Pour conclure le programme de ce récital éclectique, c’est enfin la langue russe qui est mise à l’honneur, avec l’un de ses plus illustres ambassadeurs sur la scène musicale et lyrique : Tchaïkovski. Un compositeur dont les sonorités riches au “spleen” et au romantisme slaves ressortent pleinement dans l’air “Niet tolko tot kto znal”, ici servi avec l’ardeur et l’amplitude vocales de Delphine Haidan trouvant de jolies aises dans ce répertoire. Un répertoire qui n’est pas forcément de prédilection pour sa “sœur” de scène, qui met néanmoins toute la délicatesse et la beauté de son chant au service du duo réunissant Tatiana et Olga dans Eugène Onéguine, interprété en l’espèce avec une noblesse et un raffinement également partagées par les deux artistes.

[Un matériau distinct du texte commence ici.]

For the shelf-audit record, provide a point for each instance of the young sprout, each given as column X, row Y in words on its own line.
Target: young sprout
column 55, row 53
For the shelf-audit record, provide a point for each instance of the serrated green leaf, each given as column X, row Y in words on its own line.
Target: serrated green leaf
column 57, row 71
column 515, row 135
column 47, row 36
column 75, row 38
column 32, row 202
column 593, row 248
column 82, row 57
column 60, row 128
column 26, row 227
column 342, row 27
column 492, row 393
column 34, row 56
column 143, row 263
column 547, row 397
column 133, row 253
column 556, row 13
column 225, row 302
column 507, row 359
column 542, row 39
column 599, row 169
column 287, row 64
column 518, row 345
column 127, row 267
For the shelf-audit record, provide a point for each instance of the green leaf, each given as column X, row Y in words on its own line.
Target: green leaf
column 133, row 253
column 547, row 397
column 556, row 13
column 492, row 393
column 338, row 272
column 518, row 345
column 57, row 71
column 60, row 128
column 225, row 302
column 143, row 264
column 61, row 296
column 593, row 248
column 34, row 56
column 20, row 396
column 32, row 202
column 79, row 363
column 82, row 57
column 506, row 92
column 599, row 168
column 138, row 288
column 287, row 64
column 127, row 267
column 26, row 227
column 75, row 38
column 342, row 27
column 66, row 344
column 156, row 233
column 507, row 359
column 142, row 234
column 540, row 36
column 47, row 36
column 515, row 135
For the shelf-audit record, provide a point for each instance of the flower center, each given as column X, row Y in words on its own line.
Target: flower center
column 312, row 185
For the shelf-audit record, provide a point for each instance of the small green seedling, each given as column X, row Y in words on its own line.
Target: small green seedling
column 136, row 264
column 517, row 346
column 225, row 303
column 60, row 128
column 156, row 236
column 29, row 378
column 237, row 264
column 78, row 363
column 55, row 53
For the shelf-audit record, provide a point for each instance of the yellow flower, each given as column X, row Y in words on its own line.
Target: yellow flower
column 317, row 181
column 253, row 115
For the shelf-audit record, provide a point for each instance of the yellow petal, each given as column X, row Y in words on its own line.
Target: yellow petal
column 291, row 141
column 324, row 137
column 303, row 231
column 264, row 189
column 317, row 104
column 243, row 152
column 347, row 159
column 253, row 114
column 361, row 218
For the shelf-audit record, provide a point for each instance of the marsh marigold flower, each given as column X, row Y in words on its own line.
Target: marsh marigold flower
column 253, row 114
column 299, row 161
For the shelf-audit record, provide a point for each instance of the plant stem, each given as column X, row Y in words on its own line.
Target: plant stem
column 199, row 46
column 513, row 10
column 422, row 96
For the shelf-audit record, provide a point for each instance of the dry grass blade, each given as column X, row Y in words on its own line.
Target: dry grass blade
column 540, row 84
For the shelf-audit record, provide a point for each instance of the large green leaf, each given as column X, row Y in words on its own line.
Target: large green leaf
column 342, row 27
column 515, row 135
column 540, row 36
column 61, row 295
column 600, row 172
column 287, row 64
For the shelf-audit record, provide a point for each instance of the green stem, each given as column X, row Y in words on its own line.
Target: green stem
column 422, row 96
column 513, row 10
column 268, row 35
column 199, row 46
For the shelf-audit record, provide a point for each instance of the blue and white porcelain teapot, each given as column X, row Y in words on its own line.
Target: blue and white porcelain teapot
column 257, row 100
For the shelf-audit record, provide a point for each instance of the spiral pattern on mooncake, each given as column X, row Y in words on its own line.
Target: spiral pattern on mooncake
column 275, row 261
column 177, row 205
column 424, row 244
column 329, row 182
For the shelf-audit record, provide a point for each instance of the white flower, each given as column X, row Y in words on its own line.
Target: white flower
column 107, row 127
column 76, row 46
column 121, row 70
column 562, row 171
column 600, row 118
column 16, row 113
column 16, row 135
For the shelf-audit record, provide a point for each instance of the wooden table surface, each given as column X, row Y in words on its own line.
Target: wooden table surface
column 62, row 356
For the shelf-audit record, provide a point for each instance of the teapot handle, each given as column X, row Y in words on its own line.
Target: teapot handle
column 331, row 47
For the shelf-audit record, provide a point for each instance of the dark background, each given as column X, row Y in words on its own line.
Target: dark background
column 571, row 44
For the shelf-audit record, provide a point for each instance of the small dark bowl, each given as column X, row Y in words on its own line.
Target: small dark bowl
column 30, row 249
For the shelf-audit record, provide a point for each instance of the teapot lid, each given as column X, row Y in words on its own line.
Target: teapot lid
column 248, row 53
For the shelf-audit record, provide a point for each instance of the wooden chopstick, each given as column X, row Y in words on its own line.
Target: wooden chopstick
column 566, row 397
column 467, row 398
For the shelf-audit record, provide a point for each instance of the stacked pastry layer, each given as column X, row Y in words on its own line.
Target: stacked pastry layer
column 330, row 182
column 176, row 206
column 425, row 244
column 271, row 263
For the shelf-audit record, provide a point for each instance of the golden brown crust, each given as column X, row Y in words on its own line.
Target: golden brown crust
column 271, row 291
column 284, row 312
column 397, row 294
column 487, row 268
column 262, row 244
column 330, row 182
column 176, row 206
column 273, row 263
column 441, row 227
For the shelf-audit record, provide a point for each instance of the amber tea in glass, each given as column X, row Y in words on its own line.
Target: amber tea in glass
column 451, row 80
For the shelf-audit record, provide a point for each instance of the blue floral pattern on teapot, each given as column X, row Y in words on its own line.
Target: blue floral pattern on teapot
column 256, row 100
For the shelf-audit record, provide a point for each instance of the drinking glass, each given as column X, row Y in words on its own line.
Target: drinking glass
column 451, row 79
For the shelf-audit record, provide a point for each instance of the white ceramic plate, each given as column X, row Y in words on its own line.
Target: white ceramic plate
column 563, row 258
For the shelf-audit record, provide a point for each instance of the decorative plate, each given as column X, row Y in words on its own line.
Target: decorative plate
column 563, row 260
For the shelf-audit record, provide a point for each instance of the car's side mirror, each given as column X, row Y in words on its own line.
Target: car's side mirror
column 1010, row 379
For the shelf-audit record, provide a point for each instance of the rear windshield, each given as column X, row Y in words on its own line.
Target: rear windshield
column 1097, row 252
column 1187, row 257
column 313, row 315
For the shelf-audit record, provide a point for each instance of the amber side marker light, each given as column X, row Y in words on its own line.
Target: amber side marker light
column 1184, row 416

Des qualités qui valent aussi pour leur partenaire de scène Johan Farjot, pianiste multicartes qui, plus qu’un accompagnateur, forme là le troisième membre d’un trio dont il est un précieux pilier. Au service des voix, l’instrumentiste s’exprime tout autant en soliste, comme dans cette “Chanson triste” de Tchaïkovski, aux sonorités mélancoliques, ou dans ce moins connu Prélude en ré bémol de Lili Boulanger, étoile filante dans le paysage musical du début XXème (décédée à 24 ans, en 1918). Une prestation pianistique remarquée aussi, donc, pour un concert conclu (en allemand) par une prière issue d’Hänsel et Gretel d’Humperdink, qui résonne à nouveau comme une incitation à faire de doux rêves. Ce qui n’est pas du luxe en cette période incertaine, et ce qui n’est guère difficile à vrai dire au terme d’un récital aussi réjouissant.